Get your kicks at the start of Route 66

James Lileks of the Minneapolis Star Tribune is a scanner without peer. His personal website is the Way to Start a Day, as far as I am concerned. Today he mentioned an addition to his section on the 1933 Chicago World's Fair, "A Century of Progress." He had access to a scrapbook kept by Edith Mary Sanderson of Bigelow, Minnesota, and has begun to post its contents. Mrs. Sanderson annotated her family's picnic lunches and tours and includes receipts when available. You Are There!


My dad actually was. I have his collection of pamphlets, etc., from that adventure. And there are a few snapshots his Aunt Ethel took of him. That's him behind those Foster Grants, sporting a souvenir cane.
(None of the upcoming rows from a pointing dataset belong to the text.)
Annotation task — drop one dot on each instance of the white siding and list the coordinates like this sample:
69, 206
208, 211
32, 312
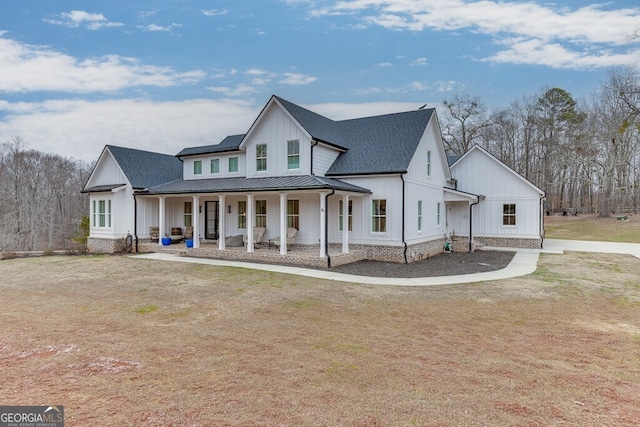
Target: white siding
323, 158
275, 129
481, 174
206, 166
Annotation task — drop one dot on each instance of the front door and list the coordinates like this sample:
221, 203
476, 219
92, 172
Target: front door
211, 220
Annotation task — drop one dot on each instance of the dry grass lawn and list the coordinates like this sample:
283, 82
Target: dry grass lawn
129, 342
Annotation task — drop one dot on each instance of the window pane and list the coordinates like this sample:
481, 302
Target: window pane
233, 164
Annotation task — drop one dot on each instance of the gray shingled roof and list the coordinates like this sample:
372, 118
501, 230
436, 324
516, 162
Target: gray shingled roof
146, 169
379, 144
230, 143
239, 184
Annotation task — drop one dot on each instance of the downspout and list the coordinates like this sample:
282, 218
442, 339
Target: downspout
135, 220
313, 144
542, 233
404, 243
326, 226
471, 223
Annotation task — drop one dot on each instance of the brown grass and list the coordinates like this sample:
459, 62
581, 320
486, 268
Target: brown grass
590, 227
121, 341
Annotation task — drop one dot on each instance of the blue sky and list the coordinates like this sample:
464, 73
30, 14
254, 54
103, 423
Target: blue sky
160, 76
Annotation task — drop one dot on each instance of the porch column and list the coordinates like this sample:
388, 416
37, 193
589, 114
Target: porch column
323, 225
222, 215
195, 209
345, 224
250, 222
161, 219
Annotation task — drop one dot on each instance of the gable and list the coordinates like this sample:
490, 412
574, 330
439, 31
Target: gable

UPDATE: I read Lileks first thing and the next day I check for comments from the preceding post. Edith Mary Sanderson was the daughter. Her name is the one inked in on the scrapbook cover. But I am sure the annotator was her mother, since Edith Mary was only 10 at the time and the narrative style is that of a mother -- the keeper of the purse (and receipts) and the packer of the picnic lunches. You have to read down a ways in the Comments to get to the sort of "research" I enjoy, the post where someone shares that Edith was born in 1923, has never married, and was a nutritionist/dietitian.